EL ANTÍDOTO
Como si fuera una empresa privada, la Federación Internacional de Fútbol Asociación ha tomado varios estados de nuestro país como propios. Es una vergüenza que vengan extranjeros a imponer sus reglas, ignorando todas las leyes que nos rigen, entre ellas las de nuestra Carta Magna.
COMO EN UN PAÍS CONQUISTADO
Con la novedad de que la mencionada FIFA, como vulgar conquistadora en pleno siglo XXI, ha venido a imponer sus leyes ante la pasividad de los gobernantes en turno, quienes se han dejado mangonear y se han puesto de tapete para hacer cumplir cabalmente sus órdenes.
MIENTRAS NO PAGUEN TRIBUTO, TODO PROHIBIDO
Nada que ver con los mundiales de 1970 y 1986, donde no había restricciones para el pueblo. Pero en este 2026, todos los habitantes de los estados sede tienen prohibido exhibir el mundial por vía televisiva en bares y restaurantes, incluyendo taquerías, fondas y otros negocios, sin el pago de varios miles de pesos y una autorización por escrito de la FIFA, aparte del pago por evento de las compañías televisoras.
IR A LOS ESTADIOS, IMPOSIBLE PARA LA GENTE DE ESCASOS RECURSOS
Debido a los altos costos de los boletos, donde el más barato se cotiza entre 25 y 30 mil pesos, la gente del pueblo se quedará con las ganas de ver los partidos en los estadios y solo podrá hacerlo por medios electrónicos, por supuesto, con su respectivo pago; este será el mundial de los pudientes.
HABRÁ SANCIONES DE MILES DE PESOS PARA LOS «INFRACTORES»
Las autoridades de nuestro sometido país se han dado a la tarea de supervisar hasta los tianguis y negocios más humildes para hacer cumplir el mandato de la multicitada FIFA, donde tienen prohibido exhibir de manera pública los juegos en la televisión, así como todo tipo de nombres y publicidad relacionada con ellos.
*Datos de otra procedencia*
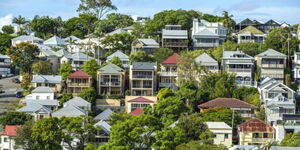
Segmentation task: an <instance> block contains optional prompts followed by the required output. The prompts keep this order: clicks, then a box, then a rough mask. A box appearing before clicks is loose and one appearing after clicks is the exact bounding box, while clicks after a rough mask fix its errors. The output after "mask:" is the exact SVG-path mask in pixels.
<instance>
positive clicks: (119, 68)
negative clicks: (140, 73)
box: [99, 63, 123, 74]
mask: <svg viewBox="0 0 300 150" xmlns="http://www.w3.org/2000/svg"><path fill="white" fill-rule="evenodd" d="M99 71H100V72H101V73H107V74H114V73H117V74H119V73H120V72H122V71H123V69H122V68H120V67H119V66H117V65H115V64H113V63H108V64H107V65H105V66H104V67H102V68H100V69H99Z"/></svg>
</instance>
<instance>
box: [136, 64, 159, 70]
mask: <svg viewBox="0 0 300 150" xmlns="http://www.w3.org/2000/svg"><path fill="white" fill-rule="evenodd" d="M155 66H156V63H155V62H133V63H132V69H133V70H154V69H155Z"/></svg>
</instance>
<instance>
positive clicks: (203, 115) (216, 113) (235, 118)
mask: <svg viewBox="0 0 300 150" xmlns="http://www.w3.org/2000/svg"><path fill="white" fill-rule="evenodd" d="M200 115H201V117H202V119H203V121H221V122H225V123H226V124H228V125H230V126H231V125H232V115H233V112H232V110H230V109H227V108H222V107H215V108H210V109H207V110H205V111H203V112H202V113H200ZM241 121H242V119H241V116H239V114H238V113H234V121H233V126H236V125H238V124H240V123H241Z"/></svg>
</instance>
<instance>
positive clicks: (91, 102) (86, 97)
mask: <svg viewBox="0 0 300 150" xmlns="http://www.w3.org/2000/svg"><path fill="white" fill-rule="evenodd" d="M79 96H80V97H81V98H83V99H85V100H86V101H88V102H90V103H92V104H94V103H95V101H96V98H97V92H96V90H95V89H94V88H86V89H83V90H82V91H81V92H80V93H79Z"/></svg>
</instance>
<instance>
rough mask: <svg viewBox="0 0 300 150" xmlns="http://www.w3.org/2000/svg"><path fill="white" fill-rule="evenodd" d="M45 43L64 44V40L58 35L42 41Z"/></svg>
mask: <svg viewBox="0 0 300 150" xmlns="http://www.w3.org/2000/svg"><path fill="white" fill-rule="evenodd" d="M44 44H45V45H64V44H65V41H64V40H63V39H61V38H60V37H58V36H56V35H55V36H53V37H51V38H49V39H48V40H46V41H44Z"/></svg>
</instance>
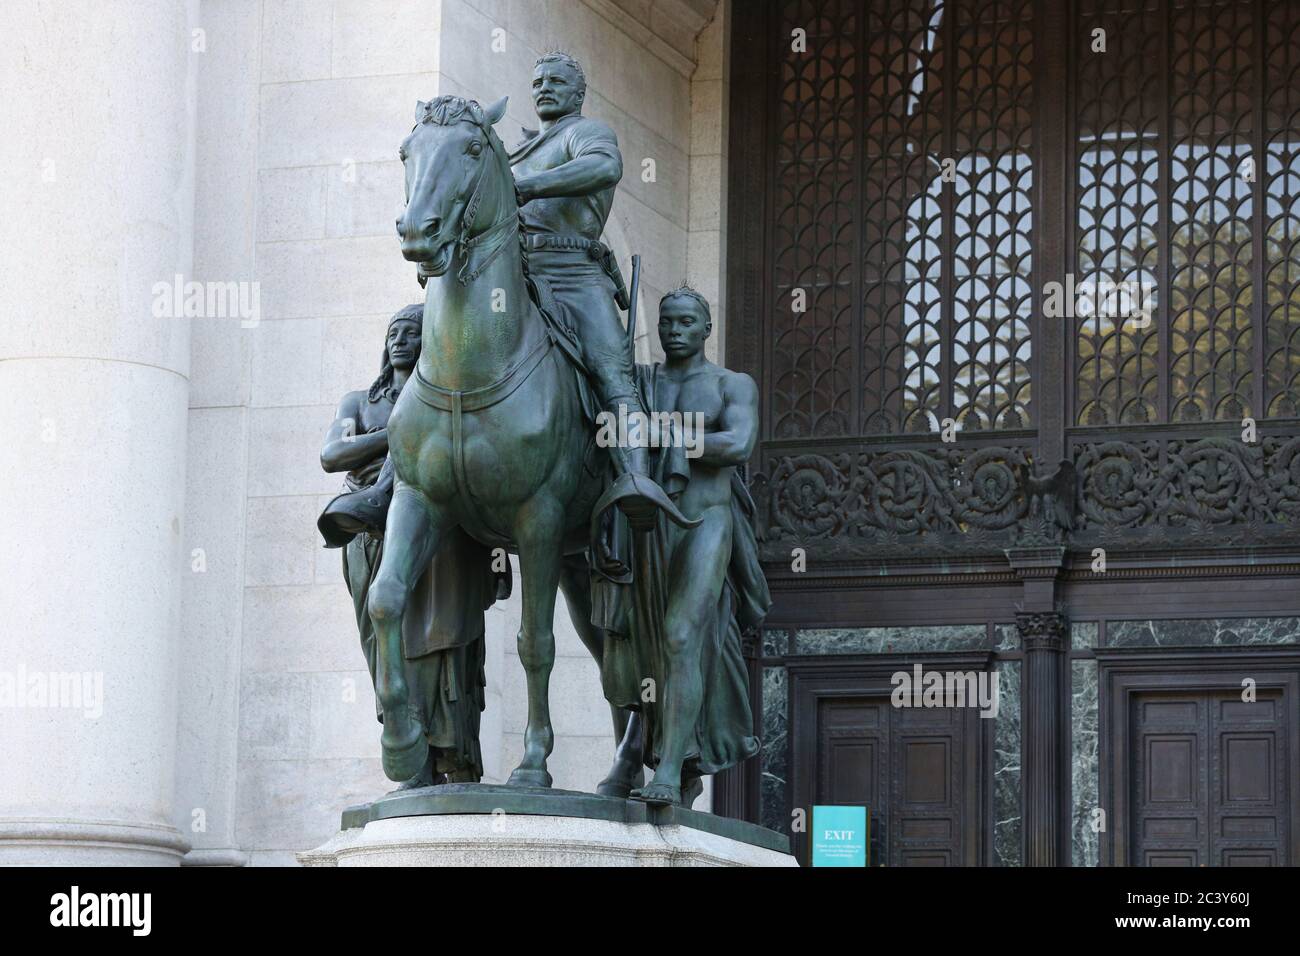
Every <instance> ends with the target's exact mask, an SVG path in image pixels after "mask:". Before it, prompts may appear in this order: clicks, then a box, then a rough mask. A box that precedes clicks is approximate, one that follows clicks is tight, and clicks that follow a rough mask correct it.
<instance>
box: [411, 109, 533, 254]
mask: <svg viewBox="0 0 1300 956" xmlns="http://www.w3.org/2000/svg"><path fill="white" fill-rule="evenodd" d="M504 114H506V98H502V99H500V100H498V101H497V103H494V104H493V105H490V107H487V108H486V109H484V108H482V107H480V105H478V103H476V101H474V100H465V99H461V98H460V96H438V98H437V99H433V100H429V101H428V103H424V101H420V103H417V104H416V113H415V118H416V124H415V127H413V129H412V130H411V134H409V135H408V137H407V138H406V139H403V140H402V147H400V150H399V156H400V157H402V164H403V166H404V168H406V208H404V209H403V211H402V215H400V216H398V220H396V226H398V237H399V238H400V239H402V255H403V256H404V258H406V259H407V260H408V261H412V263H420V276H421V280H424V278H428V277H434V276H443V274H446V272H447V268H448V267H450V264H451V259H452V255H454V254H455V252H456V250H458V247H459V248H460V251H461V254H464V251H465V247H467V245H468V243H472V242H473V241H474V239H476V238H477V237H480V235H482V234H484V233H486V232H489V230H491V229H493V228H494V226H495V225H499V224H500V222H503V221H504V217H507V216H512V217H516V219H517V211H519V206H517V199H516V194H515V179H513V176H512V174H511V169H510V157H508V155H507V152H506V147H504V146H503V144H502V142H500V139H499V138H498V137H497V133H495V130H493V126H494V125H495V124H497V122H499V121H500V118H502V117H503V116H504Z"/></svg>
El pueblo se siente sometido como en la época de la conquista.
EL PESO MEXICANO PASA A SEGUNDO TÉRMINO
Todos los boletos para los estadios, botanas, bebidas y otros objetos se cotizan en dólares; el peso mexicano es como papel reciclado para ellos. Nunca en la historia de nuestro querido México, después de la Revolución, se había vivido tal sometimiento, incluso en la libre circulación en sitios públicos, como lo manda nuestra Constitución. Así que… Usted dirá.